Historically, trade finance has been a bank-dominated segment. However, there have been regulatory changes in the market since the global financial crisis that have impacted financial institutions and opened opportunities for those offering alternative funding.

“The mining industry, alongside the larger commodity sector overall, has been through a rough patch for the last couple of years,” Oskar Lewnowski, Orion Resource Partners’ chief executive, told PDI earlier this year. His observation is that most of the large banks stopped ‘project lending’ for the mining space as the capital adequacy ratio required for such activity has been toughened.

Orion Resource Partners is a New York-headquartered metals and mining sector specialist lender that provides alternative financing to commodity producers via its production-linked investments based on royalties, stream contracts and off-take agreements.

Its second global mine finance fund, Orion Mine Finance Fund II, held a final close on $2.1 billion on 9 February having completed six investments, according to a company statement. Transactions from Fund I include Osisko Gold Royalties, a Quebec-based intermediate mining royalty and streaming company, and a mine site called Sasa located in Macedonia. The mine financier exited both transactions in 2017.

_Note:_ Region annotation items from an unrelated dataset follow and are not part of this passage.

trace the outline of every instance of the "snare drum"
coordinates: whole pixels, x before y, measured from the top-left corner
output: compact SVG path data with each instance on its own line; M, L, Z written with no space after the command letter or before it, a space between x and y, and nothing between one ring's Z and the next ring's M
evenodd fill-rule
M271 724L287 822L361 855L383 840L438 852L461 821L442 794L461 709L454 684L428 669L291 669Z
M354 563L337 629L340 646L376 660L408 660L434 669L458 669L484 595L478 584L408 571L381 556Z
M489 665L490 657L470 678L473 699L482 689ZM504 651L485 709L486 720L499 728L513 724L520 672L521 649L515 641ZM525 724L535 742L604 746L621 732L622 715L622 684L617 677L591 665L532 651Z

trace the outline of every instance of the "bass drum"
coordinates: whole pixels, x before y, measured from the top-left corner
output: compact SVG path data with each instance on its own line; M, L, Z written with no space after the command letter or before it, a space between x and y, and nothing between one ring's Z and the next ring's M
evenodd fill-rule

“It remains true that there are still numerous companies with tight cashflows,” Lewnowski adds. “This has led to a lot of talk in the industry about consolidation, although transaction volume has not borne this out.”

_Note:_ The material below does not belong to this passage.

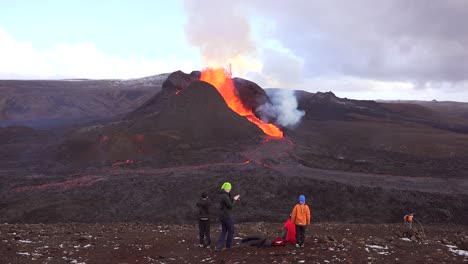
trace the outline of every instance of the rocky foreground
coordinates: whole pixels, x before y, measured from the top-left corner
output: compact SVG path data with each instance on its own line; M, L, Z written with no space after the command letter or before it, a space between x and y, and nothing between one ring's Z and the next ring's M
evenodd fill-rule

Orion finances producers via production-linked or streamline-based structures along with convertible equity investments. The firm also finances commodity producers prior to the production phase by funding the building cost. It additionally offers to buy all or a large part of the production from commodity producers and helps them to sell the materials.

For many investors, the fact that a huge commodity trading company like Noble could suffer such a drastic decline has raised concerns about how vulnerable smaller companies and private commodity trading businesses are.

In Noble’s case, as a consequence of the debt-to-equity restructuring process, its share price had dropped to S$0.12 ($0.09; €0.07) as of mid-September – down from S$7.18 at the same time in 2013.

Investors point to the business model of commodity traders, with some suggesting they need to rebrand themselves with better value propositions. “It’s harder for commodity traders to arbitrage price risk due to increased transparency in the commodities markets,” says Cox. “This is leading commodity traders to look for value-add services which they can offer to their counterparties, such as financing services or logistics services.”

OPAQUE market

Still, the entry barrier for alternative lenders in trade financing is seen as high. “It is a very opaque market,” says Cox. “You don’t have the same level of historical default data set that you might have in other segments.”

Trading companies conduct a lot of cross-border transactions as they operate across various jurisdictions, and this can make due diligence complicated. In addition, many of these traders have exposure to emerging markets. “The traders feed off the risks,” Cox notes. “They can make more money if they do a successful emerging market trade than they can in one of the developed markets.”

Another barrier that alternative lenders are facing is the ability to generate a level of return that will entice investors, given the risks. According to Tod Trabocco, a Boston-based managing director at Cambridge Associates, returns for speciality finance-type funds – including trade finance – tend to be in the low-teens range.

“They need to be comfortable with the level of the aggregate return that they would get from their investment, whether that is by way of providing equity, direct debt or hedging – or a combination of these products,” says Dan Marjanovic, a partner and colleague of Cox at Simmons & Simmons.